創作聲明:本文為虛構創作,請勿與現實關聯
「陸勇,這份尸檢報告你簽不簽字?」
未婚妻趙琳把王坤的尸檢記錄拍在解剖臺上。
作為縣刑警隊長,他盯著報告上的「意外墜樓」結論,而王坤的顱骨CT片上,明顯有鈍器擊打的凹陷。
「這不是意外,是他殺。」
陸勇把CT片推過去,「顱骨裂痕的角度不符合墜樓特征。」
突然,政法委副書記高明(王坤案分管領導)的電話打進來,趙琳沒掛免提,聲音帶著壓迫感:「小趙,陸勇要是不簽字,就按'刑訊逼供導致嫌疑人畏罪墜樓'上報,反正他的勘查章在你那兒。」
趙琳的手一抖,解剖刀在報告上劃了道口子。
陸勇瞥見她白大褂的口袋里,露出半張紙——是他的勘查章印模,昨天她還說「借去核對文件」。
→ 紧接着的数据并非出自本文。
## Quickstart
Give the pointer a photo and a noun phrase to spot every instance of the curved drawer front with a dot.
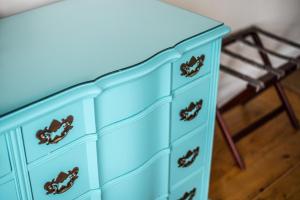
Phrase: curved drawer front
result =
(4, 157)
(191, 189)
(66, 176)
(58, 128)
(131, 97)
(192, 65)
(8, 191)
(129, 145)
(188, 155)
(190, 107)
(148, 182)
(92, 195)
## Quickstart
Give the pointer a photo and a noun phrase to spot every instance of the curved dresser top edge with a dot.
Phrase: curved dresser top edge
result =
(95, 87)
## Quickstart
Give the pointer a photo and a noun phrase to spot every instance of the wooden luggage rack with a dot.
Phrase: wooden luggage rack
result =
(257, 85)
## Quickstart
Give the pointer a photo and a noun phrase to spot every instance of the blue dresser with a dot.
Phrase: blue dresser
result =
(111, 100)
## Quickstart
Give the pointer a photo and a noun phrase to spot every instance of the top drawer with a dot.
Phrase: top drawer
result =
(58, 128)
(4, 158)
(192, 65)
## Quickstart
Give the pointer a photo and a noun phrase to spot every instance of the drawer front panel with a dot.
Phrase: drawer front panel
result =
(131, 97)
(92, 195)
(190, 108)
(188, 155)
(131, 144)
(192, 65)
(148, 183)
(8, 191)
(66, 176)
(4, 157)
(58, 128)
(190, 189)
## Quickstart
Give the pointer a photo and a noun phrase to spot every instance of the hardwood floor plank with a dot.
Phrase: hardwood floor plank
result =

窗外,高明的車就停在樓下,副駕上放著陸勇準備求婚的戒指,上周「丟失」在解剖室的器械盤里。
01
陸勇堅持「王坤系他殺」的第七天,縣公安局的公告欄就貼滿了「舉報信」。
高明帶著記者「突擊采訪」:「大家看!陸勇為逼供打傷王坤,怕事情敗露偽造現場,趙法醫可以作證!」
他手里的「證據」除了那份簽著陸勇名字的假報告,還有段錄音:趙琳的聲音說「陸隊確實動手了」。
「小陸啊,你未婚妻趙琳都承認了。」
局長把陸勇叫到辦公室,桌上擺著趙琳的「證詞」,「她說你讓她把鈍器傷改成磕碰傷,還說'這事高明書記會擺平'。」
陸勇剛要辯解,趙琳推門進來,手里拿著王坤的指甲縫殘留物檢測報告:「這里面有陸隊的DNA,他肯定動過手。」
陸勇認得——那是他勘查時不小心蹭到的,當時趙琳就在旁邊,卻故意沒記錄。
「你什么意思?」
陸勇站起身,「那天你親眼看見我被鐵絲劃傷,血滴在王坤指甲上,怎么不說實話?」
趙琳低著頭,「我只是實事求是匯報檢測結果。」
「實事求是?」
陸勇拿起那份檢測報告,「你把采樣時間改了,原本是案發后第三天,你改成了第一天,讓人以為是搏斗留下的。」
局長敲敲桌子,「陸勇,現在不是爭論這些的時候。」
「不爭論?」
陸勇把CT片攤開,「王坤顱骨的撞擊點在左側顳部,如果是從七樓墜落,應該是頭頂著地,而且樓下是水泥地面,不會出現這種鈍器傷的特征。」
趙琳接過CT片,「也可能是墜樓過程中撞到了什么東西。」
「撞到什么?」
陸勇指著樓層圖,「七樓到一樓之間沒有任何突出物,你自己畫的現場圖不是寫得清清楚楚?」
趙琳的臉開始發白,「也許是我記錯了。」
「記錯?」
陸勇從文件夾里抽出張照片,「這是你拍的現場照片,王坤的頭部朝向是西南方向,但如果從陽臺墜落,應該朝向正南。」
局長看了看照片,「這些技術問題留給專家組吧。」
「什么專家組?」
陸勇問,「是高明書記安排的那個專家組?」
這時趙琳的電話響了,是高明打來的。
「小趙,事情處理得怎么樣?」
「快好了。」
趙琳瞥了陸勇一眼,「陸隊還有些疑問。」
「什么疑問?讓他直接找我。」
高明的聲音從免提里傳出來,「陸勇,王坤這事已經定性了,別再折騰了。」
「定什么性?」
陸勇走到電話前,「一個活生生的人死了,你就這么草草了事?」
「草草了事?」
高明的聲音提高了,「陸勇,你是不是覺得自己辦案厲害,連領導的決定都不聽了?」
「我聽命于法律,不聽命于任何人。」
「好,有骨氣。」
高明冷笑,「那你就等著吧。」
下班回家,陸勇發現抽屜里的真尸檢報告不見了,垃圾桶里有片撕碎的紙,上面有趙琳的筆跡:「按高書記說的改,別留痕跡」。
他把紙片拼起來,發現這是趙琳寫給自己的備忘錄,上面還有個電話號碼——是高明的私人號碼。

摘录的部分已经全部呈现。